Mention PostgreSQL, MySQL, managed databases, or spreadsheets only if:
- the question gives a real-world deployment scenario;
- you are explaining an enrichment example;
- you are comparing storage choices after giving the syllabus answer.
Avoid:
- saying SQLite is only for practice and not real;
- saying spreadsheets are databases without discussing their limitations;
- assuming a database backup is the same as Git history;
- hard-coding database passwords in source code;
- choosing a complex database before understanding the data model;
- naming a database product without explaining why it fits the requirements.
Useful answer pattern:
For a local H2-style Python program, SQLite is suitable because it is simple, file-based, and supports SQL.
For a hosted multi-user system, a server-based or managed relational database may be more suitable because it can support controlled connections, persistence, backup, and concurrent access more systematically.Connect Back to Topics
- Databases and Data Management: relational model, SQL, SQLite, privacy, integrity, and backups.
- Web Applications: Flask apps, local server testing, and deployed app persistence.
- From Local Flask to Public Website: hosted app configuration, environment variables, and persistent data.

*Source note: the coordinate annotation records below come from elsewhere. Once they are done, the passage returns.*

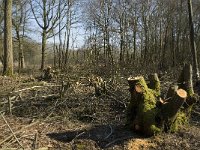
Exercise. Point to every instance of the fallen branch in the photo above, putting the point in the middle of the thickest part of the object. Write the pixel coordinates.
(111, 132)
(13, 134)
(22, 129)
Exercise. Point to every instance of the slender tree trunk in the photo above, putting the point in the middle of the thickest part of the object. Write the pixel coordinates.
(44, 39)
(8, 48)
(192, 40)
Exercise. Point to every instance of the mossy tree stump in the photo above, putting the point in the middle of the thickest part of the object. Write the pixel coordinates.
(149, 114)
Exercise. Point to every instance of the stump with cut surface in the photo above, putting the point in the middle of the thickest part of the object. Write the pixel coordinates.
(149, 114)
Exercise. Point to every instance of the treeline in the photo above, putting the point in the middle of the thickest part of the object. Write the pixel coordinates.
(125, 33)
(147, 32)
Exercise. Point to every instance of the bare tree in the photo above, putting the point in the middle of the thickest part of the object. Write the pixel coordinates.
(46, 14)
(192, 40)
(8, 48)
(20, 18)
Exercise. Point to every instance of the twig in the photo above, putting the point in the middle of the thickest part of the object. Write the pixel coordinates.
(22, 129)
(35, 142)
(111, 132)
(11, 130)
(119, 139)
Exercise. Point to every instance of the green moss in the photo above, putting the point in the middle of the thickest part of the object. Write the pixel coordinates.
(8, 72)
(155, 129)
(181, 120)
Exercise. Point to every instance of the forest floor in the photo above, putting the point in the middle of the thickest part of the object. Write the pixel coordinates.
(45, 117)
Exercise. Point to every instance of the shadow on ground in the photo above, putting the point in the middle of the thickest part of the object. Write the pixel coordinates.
(104, 136)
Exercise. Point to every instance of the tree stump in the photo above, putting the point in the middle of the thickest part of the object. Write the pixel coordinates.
(149, 114)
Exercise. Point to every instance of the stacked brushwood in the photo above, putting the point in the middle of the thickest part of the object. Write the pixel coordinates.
(150, 114)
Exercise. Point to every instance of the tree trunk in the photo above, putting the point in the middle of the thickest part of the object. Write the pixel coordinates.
(149, 114)
(44, 39)
(8, 49)
(192, 41)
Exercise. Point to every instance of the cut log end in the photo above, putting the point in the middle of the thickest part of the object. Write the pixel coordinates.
(134, 78)
(138, 88)
(182, 93)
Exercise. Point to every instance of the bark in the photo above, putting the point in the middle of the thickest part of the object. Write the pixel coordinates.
(44, 40)
(149, 114)
(8, 48)
(192, 40)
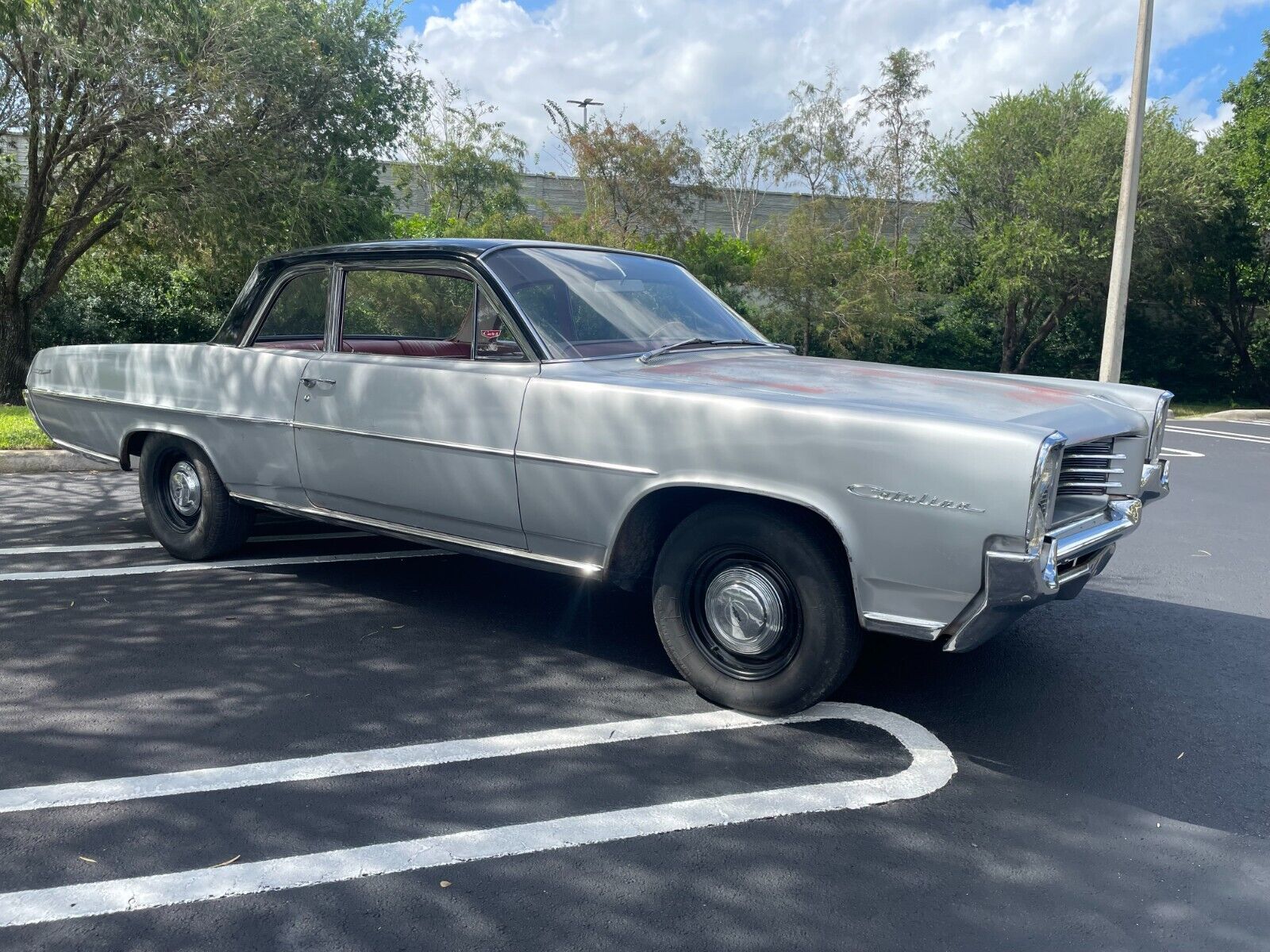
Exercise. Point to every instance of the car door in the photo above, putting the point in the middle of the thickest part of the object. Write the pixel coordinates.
(413, 419)
(257, 385)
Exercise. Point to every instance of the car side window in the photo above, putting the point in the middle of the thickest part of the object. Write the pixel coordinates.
(421, 314)
(385, 306)
(298, 317)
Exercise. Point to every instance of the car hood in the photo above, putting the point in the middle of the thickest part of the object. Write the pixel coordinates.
(1081, 409)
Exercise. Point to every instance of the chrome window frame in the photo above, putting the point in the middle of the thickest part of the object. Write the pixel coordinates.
(531, 329)
(271, 296)
(433, 266)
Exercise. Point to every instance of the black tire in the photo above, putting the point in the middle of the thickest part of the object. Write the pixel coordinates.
(757, 556)
(216, 526)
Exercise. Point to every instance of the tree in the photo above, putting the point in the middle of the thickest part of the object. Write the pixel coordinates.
(1026, 209)
(226, 125)
(800, 258)
(638, 181)
(905, 129)
(1232, 260)
(736, 165)
(816, 144)
(468, 164)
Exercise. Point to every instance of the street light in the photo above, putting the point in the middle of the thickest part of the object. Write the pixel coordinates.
(584, 103)
(1122, 251)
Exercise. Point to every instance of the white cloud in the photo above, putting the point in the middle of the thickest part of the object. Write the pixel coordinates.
(723, 63)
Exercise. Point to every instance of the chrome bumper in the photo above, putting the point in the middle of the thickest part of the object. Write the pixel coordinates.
(1016, 582)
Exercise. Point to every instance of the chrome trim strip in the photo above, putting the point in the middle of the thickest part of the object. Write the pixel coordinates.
(921, 628)
(441, 539)
(588, 463)
(64, 443)
(86, 451)
(372, 435)
(135, 404)
(421, 441)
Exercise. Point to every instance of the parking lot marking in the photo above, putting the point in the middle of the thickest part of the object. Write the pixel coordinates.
(446, 752)
(152, 543)
(207, 566)
(933, 767)
(1221, 435)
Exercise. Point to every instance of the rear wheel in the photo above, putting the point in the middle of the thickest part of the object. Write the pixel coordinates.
(753, 605)
(187, 505)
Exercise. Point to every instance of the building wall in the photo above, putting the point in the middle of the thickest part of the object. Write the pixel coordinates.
(545, 194)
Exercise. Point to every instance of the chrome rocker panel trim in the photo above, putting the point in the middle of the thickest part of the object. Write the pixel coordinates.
(454, 543)
(63, 443)
(920, 628)
(1018, 582)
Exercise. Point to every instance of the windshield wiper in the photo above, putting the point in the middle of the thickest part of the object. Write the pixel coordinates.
(706, 342)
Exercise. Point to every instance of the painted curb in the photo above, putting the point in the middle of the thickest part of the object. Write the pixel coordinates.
(48, 461)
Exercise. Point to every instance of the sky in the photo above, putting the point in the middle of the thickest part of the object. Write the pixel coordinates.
(724, 63)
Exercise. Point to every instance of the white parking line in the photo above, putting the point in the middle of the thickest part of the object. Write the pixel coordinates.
(1219, 435)
(209, 566)
(933, 766)
(152, 543)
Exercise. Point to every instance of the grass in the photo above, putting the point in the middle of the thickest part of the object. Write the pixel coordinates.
(1183, 410)
(18, 429)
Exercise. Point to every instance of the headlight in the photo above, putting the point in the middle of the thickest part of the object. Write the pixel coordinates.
(1049, 459)
(1157, 427)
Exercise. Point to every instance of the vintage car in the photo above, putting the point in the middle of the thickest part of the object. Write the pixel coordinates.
(601, 413)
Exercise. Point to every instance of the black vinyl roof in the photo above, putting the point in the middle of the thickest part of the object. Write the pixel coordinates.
(461, 248)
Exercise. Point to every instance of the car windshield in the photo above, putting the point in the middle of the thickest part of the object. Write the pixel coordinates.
(601, 304)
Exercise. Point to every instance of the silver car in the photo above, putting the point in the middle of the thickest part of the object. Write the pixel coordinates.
(601, 413)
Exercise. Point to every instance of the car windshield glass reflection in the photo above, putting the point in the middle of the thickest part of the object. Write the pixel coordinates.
(598, 304)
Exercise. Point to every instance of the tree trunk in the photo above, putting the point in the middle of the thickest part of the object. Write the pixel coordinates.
(14, 352)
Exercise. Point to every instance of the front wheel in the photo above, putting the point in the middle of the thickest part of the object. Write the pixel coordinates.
(753, 606)
(187, 505)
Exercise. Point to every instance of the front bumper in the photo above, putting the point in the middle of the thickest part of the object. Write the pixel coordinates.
(1016, 582)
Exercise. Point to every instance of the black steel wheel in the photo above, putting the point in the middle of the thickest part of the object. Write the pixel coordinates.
(743, 613)
(186, 503)
(753, 606)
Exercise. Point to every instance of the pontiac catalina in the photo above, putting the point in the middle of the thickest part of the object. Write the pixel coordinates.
(601, 413)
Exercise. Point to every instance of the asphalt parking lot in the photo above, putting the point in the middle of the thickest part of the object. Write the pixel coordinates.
(1111, 782)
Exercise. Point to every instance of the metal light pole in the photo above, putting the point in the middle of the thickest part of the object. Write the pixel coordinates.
(1122, 253)
(584, 103)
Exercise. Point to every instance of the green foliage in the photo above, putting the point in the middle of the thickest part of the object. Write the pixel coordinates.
(121, 296)
(638, 181)
(722, 263)
(1249, 135)
(1026, 209)
(464, 160)
(18, 431)
(497, 225)
(216, 130)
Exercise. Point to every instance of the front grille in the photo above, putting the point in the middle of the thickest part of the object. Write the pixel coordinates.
(1091, 469)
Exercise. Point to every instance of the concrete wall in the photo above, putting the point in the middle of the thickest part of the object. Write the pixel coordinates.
(544, 194)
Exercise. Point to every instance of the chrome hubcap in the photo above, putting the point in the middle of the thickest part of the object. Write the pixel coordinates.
(745, 611)
(184, 489)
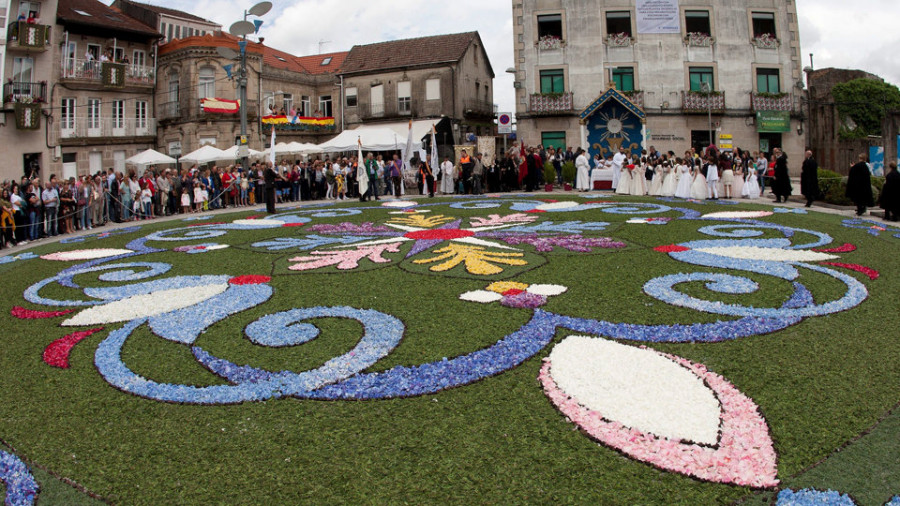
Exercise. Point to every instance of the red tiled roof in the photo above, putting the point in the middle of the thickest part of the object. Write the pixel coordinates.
(271, 56)
(100, 15)
(169, 12)
(408, 52)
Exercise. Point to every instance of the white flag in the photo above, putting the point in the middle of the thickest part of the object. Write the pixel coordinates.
(272, 148)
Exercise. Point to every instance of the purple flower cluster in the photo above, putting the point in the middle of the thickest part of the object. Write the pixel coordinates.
(21, 487)
(546, 244)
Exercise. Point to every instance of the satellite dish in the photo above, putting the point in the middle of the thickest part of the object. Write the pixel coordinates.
(228, 54)
(260, 9)
(242, 28)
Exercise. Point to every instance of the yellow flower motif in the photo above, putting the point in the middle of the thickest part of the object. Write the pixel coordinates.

- Backups, Recovery, and Version Control: database backup and restore are separate from code history.
Final Takeaway
Database choice is a design decision.
Use this reasoning pattern:
What data is stored?
Who reads and writes it?
How many users may write at once?
Does it need relational constraints?
How will it be backed up and restored?
Where will it run: local machine, server, or managed service?
Who is allowed to access it?Then choose the simplest storage tool that satisfies the requirements.
A beginner-friendly summary is:
Use SQLite to learn and build small local relational apps.
Use a server-based or managed database when deployment, many users, access control, backup, and persistence become important.
Use spreadsheets and files for simple planning, exchange, or inspection, not as a substitute for a reliable database-backed application.